(I assume $\mathbb{N}$ to have $0$. That is, $\mathbb{N}:=\mathbb{Z}^+\cup \{0\}$)
Let $n,k$ be a positive integers such that $k\leq n$.
Define $S:=\{\alpha\in \mathbb{N}^n: \sum_{m=1}^n m\alpha_m=n\text{ and } \sum_{m=1}^n \alpha_m = k\}$.
Define $T:=\{\alpha\in (\mathbb{Z}^+)^k: \sum_{m=1}^k \alpha_m=n\}$.
Define $P:=\sum_{\alpha\in S} \frac{n!}{\alpha_1 ! \cdots \alpha_n !} (\frac{X_1}{1!})^{\alpha_1}\cdots (\frac{X_n}{n!})^{\alpha_n}$.
Define $Q:=\frac{1}{k!}\sum_{\alpha\in T} \frac{n!}{\alpha_1 ! \cdots \alpha_k !} X_{\alpha_1}\cdots X_{\alpha_k}$.
How do I prove that $P=Q$?
Some texts use $P$ as the definition of Bell polynomial and some texts use $Q$ as the definition of Bell polynomial.
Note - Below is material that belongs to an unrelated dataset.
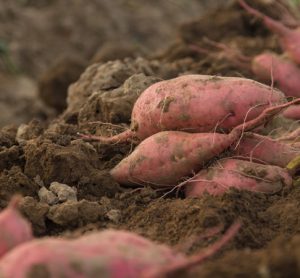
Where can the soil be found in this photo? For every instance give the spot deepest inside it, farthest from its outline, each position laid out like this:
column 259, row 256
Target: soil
column 34, row 153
I'm curious whether these two polynomials are identical.
Thank you in advance!
Define $F:=\sum_{m=1}^\infty \frac{X_m}{m!}t^m (\in \mathbb{Q}[X_1,X_2,...][[t]])$.
Define $\Phi:=\sum_{k=0}^\infty \frac{u^kF^k}{k!} (\in \mathbb{Q}[X_1,X_2,...][[t]]][[u]])$.
Let $n$ be a positive integer.
Regard $\Phi$ as a formal power series in $\mathbb{Q}[X_1,X_2,...][[u]][[t]]$.
Then, we have $$\Phi(n)=\sum_{k=0}^n \frac{u^kF^k(n)}{k!}=\sum_{k=1}^n \frac{u^kF^k(n)}{k!}-(*)$$.
Let's expand $(*)$ in two different ways.
First expansion
$$(*)=(\sum_{k=1}^n \frac{u^k F^k}{k!})(n)=(\sum_{k=1}^n \frac{u^k}{k!}\sum_{\alpha_1+\alpha_2+ \cdots=k} \frac{k!}{\alpha_1! \alpha_2!\cdots} (X_1\frac{t}{1!})^{\alpha_1}(X_2\frac{t^2}{2!})^{\alpha_2}\cdots )(n)= (\sum_{k=1}^n \frac{u^k}{k!}\sum_{\alpha_1+\alpha_2+ \cdots=k} \frac{k!}{\alpha_1! \alpha_2!\cdots} [(\frac{X_1}{1!})^{\alpha_1}(\frac{X_2}{2!})^{\alpha_2}\cdots ]t^{\alpha_1+2\alpha_2+\cdots})(n)= \sum_{k=1}^n \frac{u^k}{k!}\sum_{\alpha_1+\cdots +\alpha_n=k, \alpha_1+\cdots + n\alpha_n =n}\frac{k!}{\alpha_1!\cdots \alpha_n!} X_1^{\alpha_1}\cdots X_n^{\alpha_n}$$.
Second expansion
$$(*)= \sum_{k=1}^n \frac{u^k}{k!} \sum_{\alpha_1+\cdots +\alpha_k=n} F(\alpha_1)\cdots F(\alpha_k)=\sum_{k=1}^n \frac{u^k}{k!} \sum_{\alpha_1+\cdots +\alpha_k=n} \frac{X_{\alpha_1}}{\alpha_1!}\cdots \frac{X_{\alpha_k}}{\alpha_k!}$$
Conclusion
$$ \sum_{k=1}^n \frac{u^k}{k!}\sum_{\alpha_1+\cdots +\alpha_n=k, \alpha_1+\cdots + n\alpha_n =n}\frac{k!}{\alpha_1!\cdots \alpha_n!} X_1^{\alpha_1}\cdots X_n^{\alpha_n}=(*)=\sum_{k=1}^n \frac{u^k}{k!} \sum_{\alpha_1+\cdots +\alpha_k=n} \frac{X_{\alpha_1}}{\alpha_1!}\cdots \frac{X_{\alpha_k}}{\alpha_k!}$$.
By comparing the coefficients of $u^k$, we have $P=Q$.